The sounds of the guard's voices fade from her consciousness, Zed idly staring at Julian as he carries himself with such jubilance. How odd, the sensation of not wanting to kill.
This had always been the fateful minute for all the doctors that came before him. Where she made the decision to sink her teeth into flesh and tear the light out of their eyes. But this one, she'd wait on eating this one. She'd be patient until the joy he brought wore thin, or the jokes fell hollow and flat. Why not play along for a little while?
As promised, the moment he finishes speaking he returns to her. This time he brings his clip board of notes and a pencil. Writing as he speaks to Zed again. "Now! I'm not sure if they'll immediately allow a change in uniform, given the history of your evaluations, buuuuut I can do well to put good word in for you. Try and get you a skirt if I survive by the end of the session. Does that sound reasonable?"
Zed blinks as Julian returns to stand in front of her, slowly pulling her unimpressed stare from the abandoned radio. Ah, had she gotten lost in thought? He had said something to her.

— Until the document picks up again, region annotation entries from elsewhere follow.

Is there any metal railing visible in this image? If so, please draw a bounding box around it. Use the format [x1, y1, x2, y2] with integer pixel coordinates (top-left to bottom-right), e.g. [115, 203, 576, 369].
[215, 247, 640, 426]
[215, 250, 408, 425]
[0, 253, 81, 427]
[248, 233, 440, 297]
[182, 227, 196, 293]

"...Oh... do not worry..." Looking up to her fool, Zed returns the earlier wink given to her. She could be cheeky too. Play along with her new toy, help guide his strings to make him dance. With each tug she could see how the rotten sunlight shimmered behind those cloudy eyes.
For ten years her time outside had been taken from her. Ten years she had allowed herself to stay within these walls—
"... ...I think I like you, doctor...~"
—maybe it was time to find a new paradise.